With just over a month left to vote for your favorite student-created interpretation of the Liberty Bell in our Let Art Freedom Ring © program, we wanted to give you the third interview with artist mentor Brian Elstein, who worked with Morton Elementary to create a bell titled, “We The People.” In sitting down with Elstein, PAEP got an intimate look into how the bell was constructed and why arts-based educational models are particularly valuable for Philadelphia-area communities.

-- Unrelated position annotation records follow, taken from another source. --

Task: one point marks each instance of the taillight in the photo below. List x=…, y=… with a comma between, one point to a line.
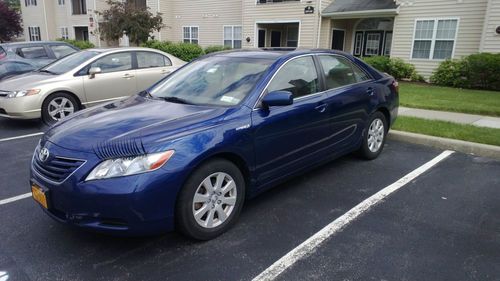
x=395, y=85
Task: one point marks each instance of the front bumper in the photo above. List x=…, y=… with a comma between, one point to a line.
x=141, y=204
x=28, y=107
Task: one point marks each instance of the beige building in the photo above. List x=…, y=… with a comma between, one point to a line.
x=422, y=32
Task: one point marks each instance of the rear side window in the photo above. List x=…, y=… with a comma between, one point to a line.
x=37, y=52
x=298, y=76
x=340, y=72
x=61, y=50
x=150, y=59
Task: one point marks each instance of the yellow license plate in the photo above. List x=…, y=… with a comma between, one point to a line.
x=39, y=195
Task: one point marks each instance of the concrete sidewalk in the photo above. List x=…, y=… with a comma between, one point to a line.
x=462, y=118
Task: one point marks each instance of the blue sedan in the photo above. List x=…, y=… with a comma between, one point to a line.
x=187, y=152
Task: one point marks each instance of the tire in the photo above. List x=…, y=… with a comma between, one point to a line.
x=57, y=106
x=213, y=212
x=374, y=136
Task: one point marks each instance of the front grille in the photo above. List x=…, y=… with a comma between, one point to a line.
x=56, y=169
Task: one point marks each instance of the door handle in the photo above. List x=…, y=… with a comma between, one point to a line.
x=321, y=107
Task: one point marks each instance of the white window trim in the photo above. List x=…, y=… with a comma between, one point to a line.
x=433, y=40
x=191, y=34
x=232, y=35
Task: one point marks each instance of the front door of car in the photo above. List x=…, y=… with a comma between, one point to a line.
x=151, y=68
x=349, y=92
x=287, y=138
x=116, y=79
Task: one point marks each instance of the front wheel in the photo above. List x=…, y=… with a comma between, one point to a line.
x=211, y=200
x=57, y=106
x=374, y=136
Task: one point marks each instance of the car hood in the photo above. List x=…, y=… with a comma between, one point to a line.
x=135, y=121
x=28, y=81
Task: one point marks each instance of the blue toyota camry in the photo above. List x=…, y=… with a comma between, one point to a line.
x=187, y=152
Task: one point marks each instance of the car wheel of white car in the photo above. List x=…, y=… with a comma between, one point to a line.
x=58, y=106
x=374, y=136
x=211, y=200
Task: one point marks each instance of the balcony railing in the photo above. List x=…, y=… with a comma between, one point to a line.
x=274, y=1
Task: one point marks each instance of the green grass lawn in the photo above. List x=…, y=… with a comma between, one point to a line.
x=448, y=130
x=419, y=95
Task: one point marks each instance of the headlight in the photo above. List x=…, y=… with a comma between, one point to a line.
x=129, y=166
x=23, y=93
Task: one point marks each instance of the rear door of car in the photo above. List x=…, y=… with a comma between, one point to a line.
x=117, y=78
x=288, y=138
x=349, y=91
x=151, y=68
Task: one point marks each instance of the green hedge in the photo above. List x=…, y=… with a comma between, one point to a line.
x=396, y=67
x=477, y=71
x=213, y=49
x=184, y=51
x=82, y=45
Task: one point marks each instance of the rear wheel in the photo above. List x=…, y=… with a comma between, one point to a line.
x=374, y=137
x=211, y=200
x=58, y=106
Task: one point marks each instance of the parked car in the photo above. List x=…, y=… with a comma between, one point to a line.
x=190, y=149
x=81, y=80
x=38, y=53
x=10, y=68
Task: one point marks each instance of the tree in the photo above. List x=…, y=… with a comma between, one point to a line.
x=137, y=22
x=10, y=22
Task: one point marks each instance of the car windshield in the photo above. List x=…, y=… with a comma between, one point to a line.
x=69, y=62
x=217, y=80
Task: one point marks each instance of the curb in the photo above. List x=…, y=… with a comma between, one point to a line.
x=479, y=149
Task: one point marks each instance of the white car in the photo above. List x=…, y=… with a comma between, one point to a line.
x=83, y=79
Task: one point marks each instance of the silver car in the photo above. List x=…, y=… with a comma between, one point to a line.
x=81, y=80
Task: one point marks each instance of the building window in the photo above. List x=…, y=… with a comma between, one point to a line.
x=64, y=33
x=29, y=3
x=190, y=34
x=292, y=36
x=79, y=7
x=34, y=33
x=232, y=37
x=434, y=39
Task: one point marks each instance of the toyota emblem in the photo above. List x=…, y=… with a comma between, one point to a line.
x=43, y=155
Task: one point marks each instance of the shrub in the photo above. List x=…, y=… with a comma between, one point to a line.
x=478, y=71
x=82, y=45
x=213, y=49
x=396, y=67
x=184, y=51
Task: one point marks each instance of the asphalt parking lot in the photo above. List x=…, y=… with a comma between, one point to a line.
x=442, y=225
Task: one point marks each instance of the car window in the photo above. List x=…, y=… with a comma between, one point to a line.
x=37, y=52
x=114, y=62
x=298, y=77
x=340, y=72
x=61, y=50
x=150, y=59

How did you get involved with the project? I lived and taught English in the Northern Japanese prefecture of Aomori from 2005 until 2009. Aomori is known for the Nebuta festival where immense three-dimensional forms hand built from wire and rice paper and lit from within are paraded through the streets. When I told Pearl Schaeffer the Chief Executive Officer of the PAEP about my background and experience with Nebuta she insisted that I get involved in the Let Art Freedom Ring © project.
How did your experiences in Japan influence the physical creation of the bell? It was directly involved with my work at Nebuta. Students began by creating their own two-dimensional bell designs in wire and paper. They decorated their bells using sumi ink, melted wax, and Japanese paper dye. Once the students worked through the process on their individual designs they formed small groups and began to create the base, and the wire armatures for the bell and yoke.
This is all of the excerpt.